Bathing and dressing can be challenging times for a person with Alzheimer’s as well as the caregiver. Consider the following tips from the National Institute on Aging’s Alzheimer’s Disease Education and Referral Center:
Shower and Tub Bathing
While some people with Alzheimer's disease don’t mind bathing, for others it is a frightening, confusing experience. Advance planning can help make bath time better for both of you.

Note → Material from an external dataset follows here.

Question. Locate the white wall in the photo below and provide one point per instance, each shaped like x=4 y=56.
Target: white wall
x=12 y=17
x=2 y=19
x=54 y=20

- Plan the bath or shower for the time of day when the person is most calm and agreeable. Be consistent. Try to develop a routine. Consider soft music if it relaxes the person.
- Respect the fact that bathing is scary and uncomfortable for some people with Alzheimer's. Be gentle and respectful. Be patient and calm. Be flexible to their likes and dislikes on any given day. Allow them to feel in control and create a safe environment for them.
- Water splashed on their face may be frightening for some. It may be helpful to use a washcloth for the face. Consider dry shampoo if washing the hair in the shower or bath is not possible.
- Tell the person what you are going to do, step by step, and allow him or her to do as much as possible.
- Prepare in advance. Make sure you have everything you need ready and in the bathroom before beginning. Draw the bath ahead of time. Position the person away from any running water if this presents a problem.
- Be sensitive to the temperature. Warm up the room beforehand if necessary and keep extra towels and a robe nearby. Test the water temperature before beginning the bath or shower.
- Minimize safety risks by using a handheld showerhead, shower bench, grab bars, and nonskid bath mats. Never leave the person alone in the bath or shower.
- Try a sponge bath. Bathing may not be necessary every day. A sponge bath can be effective between showers or baths, and may be the only choice in advanced cases of dementia, or end-stages of many illnesses when an individual is bed-bound.
For someone who has Alzheimer's, getting dressed presents a series of challenges: choosing what to wear, getting some clothes off and other clothes on, and struggling with buttons and zippers. Minimizing the challenges may make a difference.
- Try to have the person get dressed at the same time each day so he or she will come to expect it as part of the daily routine.
- Encourage the person to dress himself or herself to whatever degree possible. Plan to allow extra time so there is no pressure or rush.
- Allow the person to choose from a limited selection of outfits. If he or she has a favorite outfit, consider buying several identical sets.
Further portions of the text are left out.